“It’s About Time They Got Here”:  Catholics and the Civil Rights Movement 

“It’s About Time They Got Here”:  Catholics and the Civil Rights Movement  June 7, 2020

Charity Not Enough 

Today we focus on a brighter spot in American Catholic history: the Church and the Civil Rights Movement. Many Catholics were late to the movement, while some were early. By the time Dr. Martin Luther King, Jr., was organizing marches nationwide, it was clear to Catholics that individual charity, though admirable, didn’t suffice. The underlying racist system had to be challenged and overcome.  

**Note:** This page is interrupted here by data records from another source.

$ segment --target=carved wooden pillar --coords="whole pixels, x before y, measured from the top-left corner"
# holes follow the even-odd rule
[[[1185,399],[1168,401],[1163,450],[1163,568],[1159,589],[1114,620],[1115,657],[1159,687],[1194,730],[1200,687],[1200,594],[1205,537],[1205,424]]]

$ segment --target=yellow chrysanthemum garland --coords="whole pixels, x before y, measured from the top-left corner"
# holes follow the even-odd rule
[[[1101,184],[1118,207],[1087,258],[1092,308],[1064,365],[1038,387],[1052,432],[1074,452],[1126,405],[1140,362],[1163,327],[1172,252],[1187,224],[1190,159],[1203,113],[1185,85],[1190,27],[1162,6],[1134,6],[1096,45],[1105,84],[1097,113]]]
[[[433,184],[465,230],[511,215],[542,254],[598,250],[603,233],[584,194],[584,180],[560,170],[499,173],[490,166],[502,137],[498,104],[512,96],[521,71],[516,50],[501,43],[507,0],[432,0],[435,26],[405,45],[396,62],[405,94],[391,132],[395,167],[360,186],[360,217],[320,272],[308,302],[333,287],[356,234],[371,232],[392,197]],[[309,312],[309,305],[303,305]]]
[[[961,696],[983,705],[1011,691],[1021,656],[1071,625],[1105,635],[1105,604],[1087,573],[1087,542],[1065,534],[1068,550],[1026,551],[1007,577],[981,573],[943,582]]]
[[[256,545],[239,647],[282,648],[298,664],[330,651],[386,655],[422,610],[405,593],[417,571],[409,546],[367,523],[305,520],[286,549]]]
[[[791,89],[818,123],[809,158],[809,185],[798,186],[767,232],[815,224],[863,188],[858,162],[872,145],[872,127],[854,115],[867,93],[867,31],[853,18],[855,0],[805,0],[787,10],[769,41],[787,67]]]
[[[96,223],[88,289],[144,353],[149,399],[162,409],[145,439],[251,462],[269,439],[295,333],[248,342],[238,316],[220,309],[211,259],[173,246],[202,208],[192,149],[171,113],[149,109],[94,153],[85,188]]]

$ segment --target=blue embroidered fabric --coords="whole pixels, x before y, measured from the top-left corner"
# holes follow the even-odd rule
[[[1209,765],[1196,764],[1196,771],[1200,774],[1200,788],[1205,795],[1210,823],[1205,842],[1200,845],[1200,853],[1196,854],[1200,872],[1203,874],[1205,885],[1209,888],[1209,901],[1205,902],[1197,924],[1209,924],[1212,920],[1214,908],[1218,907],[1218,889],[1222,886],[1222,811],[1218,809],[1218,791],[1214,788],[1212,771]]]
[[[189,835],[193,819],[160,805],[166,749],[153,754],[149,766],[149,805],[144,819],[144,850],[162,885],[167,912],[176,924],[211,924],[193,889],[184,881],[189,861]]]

Besides the Josephites, many other priests and religious dedicated their lives to the Black community. St. Katharine Drexel founded over fifty schools for African Americans, including Xavier University in New Orleans, the nation’s only historically Black Catholic college. In Brooklyn,  Father Bernard Quinn (who’s also being considered for sainthood) founded several schools, parishes and orphanages for Black Catholics across Long Island. There were countless other examples of similar people in cities across the nation.

“Racism is a God-damned Thing” 

But beyond charitable endeavors, there was still the question of racism inside and outside the Church. Beginning in the 1920’s, groups like the Federated Colored Catholics and the Catholic Interracial Council took steps to address this, but as a whole the Church was slow to get involved. Individual Catholics might not publicly endorse segregation, but they certainly accepted it well into the sixties. Still, it’s important to note there were always exceptions.

Among them was a U.S. cavalry officer turned Jesuit priest: John Markoe. Starting in the 1920’s, for nearly fifty years he led sit-ins, marches, and boycotts throughout the Midwest. For helping  desegregate St. Louis University, a racist archbishop banned Markoe from “his” archdiocese. But for Markoe, racism was “a God-damned thing. And that’s two words: God-damned.” As race riots swept America at the time of his death in 1967, he told fellow Jesuits never to “give an inch.” NAACP leader Roy Wilkins said that Markoe “fought the Civil Rights battle long before it became respectable, or even popular.” 

The Bishops and Racism 

In November 1958, the American bishops issued a statement condemning segregation, calling it a moral and a religious issue that  “cannot be reconciled with the Christian view of our fellow man.” Their statement concluded: 

For this reason we hope and earnestly pray that responsible and sober minded Americans of all religious faiths, in all areas of our land, will seize the mantle of leadership from the agitator and the racist. All must act quietly, courageously, and prayerfully before it is too late… Clearly, then, these problems are vital and urgent… For the sake of generations of future Americans, and indeed, all of humanity, we cannot fail. 

Two years earlier, in New Orleans, Archbishop Joseph Rummel wrote in a pastoral letter: “Racial segregation as such is morally wrong and sinful because it is a denial of the unity and solidarity of the human race.” Beginning in 1951, Rummel started to desegregate schools and churches. In 1955, he placed a white parish under interdict for refusing to receive a Black priest. Later in 1962, he excommunicated several white Catholics, including a prominent judge, Leander Perez, for promoting segregation. 

Time for Action 

By this point, as the bishops pointed out, the time had come for action. In an article on Catholics at Selma, Professor Paul Murray of Siena College describes Dr. King asking longtime activist Father Paul Ouellet, a white priest working in Selma:

“Isn’t it delightful that we are getting all kinds of people coming down, and we’re even getting priests and sisters?” 

“Well, it’s about time they got here.” 

“Oh, Father, don’t say that. The important thing is that they are here.” 

While Church leaders had always stressed charity towards all, they hadn’t addressed institutional racism. People like John Markoe and others had long championed racial justice, but it was indeed a long time before the whole Church caught up. In the spirit of Vatican II, it began to read “the signs of the times.” And as we noted earlier, it began to redsicover the true meaning of the word “Catholic”: “universal.”